Interview with Architect Henrik Valeur

Interview with Architect Henrik Valeur
20/09/2016 , by , in Interview Old

What inspired you to be an architect and then an urbanist in dealing cities?

You can rebel against your background but you can’t escape it. I guess that’s my experience. I decided to become an architect because it represented something different from art and fashion but due to my upbringing I probably have a more creative and artistic than say technical or scientific approach to architecture though I was exposed to that side of the profession too as my grandfathers were both civil engineers. I grew up in a small village in the countryside and, in reaction to that, I was always fascinated by big cities and have enjoyed living in a number of big cities around the world. But lately I’ve become more appreciative of the “slow” life of the village and the close relation to nature.

Having gained recognition around the globe as an Urbanist, could you rewind a bit and narrate a short story of your design career?

When people talk about a career they often imagine someone climbing a ladder, whether that ladder symbolizes status, money or whatever. However, some careers, including my own, are probably better visualized by someone dancing in a room. You move a bit in one direction, then a bit in another. There are ups and downs and at the end you realize you’re more or less in the same place where you started. As a student of architecture I went to Barcelona, found a place to live in the historic part of the city and began studying with Enric Miralles who was known for an artistic and personal style, like his predecessor Antoni Gaudi. But I was also fascinated by the modern city and went to Rotterdam, a city that had been completely erased during the Second World War, to work for Rem Koolhaas who is known for an analytic and eclectic style. I started out on my own making competitions and nearly won one for a new university in Copenhagen, a multi-thousand crore rupees project, and worked on some relatively large urban development projects, but I also made small artistic projects, including a sound installation in a phone booth, and digital projects, including an interactive 3D planning model.
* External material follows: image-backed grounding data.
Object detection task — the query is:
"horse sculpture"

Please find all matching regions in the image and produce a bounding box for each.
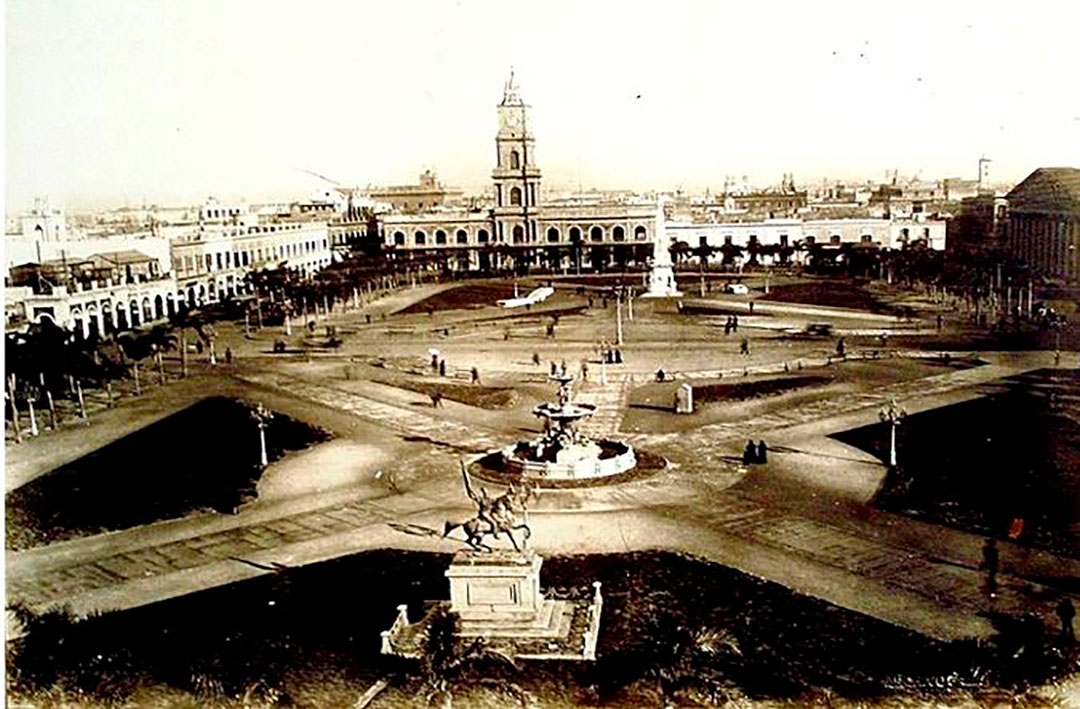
[444,461,536,552]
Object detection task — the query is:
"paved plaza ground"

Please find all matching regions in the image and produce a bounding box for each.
[6,276,1080,700]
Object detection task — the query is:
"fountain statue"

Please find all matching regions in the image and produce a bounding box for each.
[500,372,636,482]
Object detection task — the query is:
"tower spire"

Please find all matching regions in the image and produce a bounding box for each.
[502,67,521,106]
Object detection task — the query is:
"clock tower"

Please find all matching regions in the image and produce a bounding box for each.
[492,70,541,256]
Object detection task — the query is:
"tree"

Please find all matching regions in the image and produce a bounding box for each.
[419,606,529,709]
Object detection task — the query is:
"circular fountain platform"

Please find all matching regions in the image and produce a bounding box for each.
[469,448,667,489]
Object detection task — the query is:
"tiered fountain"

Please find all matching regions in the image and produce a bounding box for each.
[501,372,637,483]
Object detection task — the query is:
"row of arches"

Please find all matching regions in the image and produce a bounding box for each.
[393,229,491,247]
[390,224,649,248]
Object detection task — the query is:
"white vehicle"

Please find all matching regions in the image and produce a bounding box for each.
[723,283,750,295]
[497,286,555,308]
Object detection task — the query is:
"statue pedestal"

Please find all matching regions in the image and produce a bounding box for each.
[446,550,543,623]
[382,548,604,660]
[642,263,682,298]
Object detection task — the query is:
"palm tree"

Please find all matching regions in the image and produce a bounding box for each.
[419,606,529,709]
[669,239,691,267]
[141,325,178,385]
[691,243,717,295]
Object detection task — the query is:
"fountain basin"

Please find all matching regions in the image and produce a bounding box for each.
[502,438,637,480]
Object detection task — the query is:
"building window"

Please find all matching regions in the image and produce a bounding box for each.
[830,234,841,245]
[779,234,788,247]
[513,225,525,244]
[496,185,502,207]
[456,230,468,244]
[724,235,733,245]
[477,229,489,243]
[634,225,647,240]
[415,231,426,246]
[590,226,603,242]
[699,236,708,247]
[435,230,447,245]
[205,254,213,271]
[510,187,522,206]
[804,236,816,245]
[613,226,625,242]
[570,227,582,243]
[547,227,560,243]
[510,150,520,170]
[861,234,872,244]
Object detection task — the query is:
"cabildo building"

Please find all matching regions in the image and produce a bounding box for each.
[380,73,945,273]
[381,72,660,274]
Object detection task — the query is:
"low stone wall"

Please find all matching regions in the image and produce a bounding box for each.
[502,442,636,481]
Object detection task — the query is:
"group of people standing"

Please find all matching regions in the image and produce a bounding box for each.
[723,315,740,336]
[743,439,768,464]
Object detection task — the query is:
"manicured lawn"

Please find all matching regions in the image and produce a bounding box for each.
[6,397,331,550]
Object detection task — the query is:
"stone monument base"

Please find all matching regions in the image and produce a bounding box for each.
[641,263,682,298]
[382,550,602,661]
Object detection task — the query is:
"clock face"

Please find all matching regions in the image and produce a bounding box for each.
[500,106,524,133]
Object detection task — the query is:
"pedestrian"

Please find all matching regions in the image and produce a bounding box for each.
[740,338,750,356]
[836,338,846,358]
[550,361,557,376]
[743,440,758,465]
[366,313,372,324]
[533,352,541,366]
[560,360,567,376]
[439,359,447,377]
[615,349,623,364]
[225,347,232,365]
[581,361,589,381]
[588,297,594,308]
[431,354,439,371]
[749,301,754,314]
[936,314,943,330]
[1057,598,1075,643]
[733,315,739,332]
[1055,350,1062,366]
[196,340,204,354]
[980,538,999,596]
[656,368,665,383]
[757,440,768,463]
[471,366,480,384]
[430,392,442,408]
[504,329,511,341]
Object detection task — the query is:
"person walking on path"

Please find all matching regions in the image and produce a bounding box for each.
[439,359,447,377]
[471,367,480,385]
[836,338,846,358]
[430,391,443,408]
[581,361,589,381]
[1057,598,1075,643]
[533,352,541,366]
[757,440,768,463]
[740,338,750,356]
[981,538,999,597]
[225,347,232,365]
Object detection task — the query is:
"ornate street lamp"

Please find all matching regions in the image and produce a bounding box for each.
[879,398,906,469]
[250,402,274,467]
In India, the public has begun to realize the effects of pollution in the cities due to high congestion of traffic and lack of public transport facilities. How would you encourage them?

Actually, pollution is only one out of several problems related to transportation in cities and the car is far from the only polluter. Public means of transportation like buses and trains may pollute just as much. And pollution itself comes in different forms such as air pollution, which can have both local, regional and global effects, and noise pollution, which can have adverse health effects. I wrote a paper about these problems, which also include accidents, stress and physical inactivity, and even though I was aware of many of the problems beforehand I was shocked to see them all together. So I wish the good people of Gurgaon all the best of luck with car-free days but I’m afraid that might not be enough. I think you have to make parts of the city car-free on a more permanent basis – at least for an extended period of time – in order to test alternative means of transportation and to prove the benefits of not having cars in the city. And those benefits are not only environmental and human health related but also social, as cars are taken up the space that could be used for social interaction and by everyone. Last year I conducted a couple of workshops in Gurgaon with students from IIT Roorkee and Sushant School of Art and Architecture. Gurgaon is a new city but it is also a new kind of city in that public space, understood as meeting places that are accessible to all citizens, seems to be completely absent.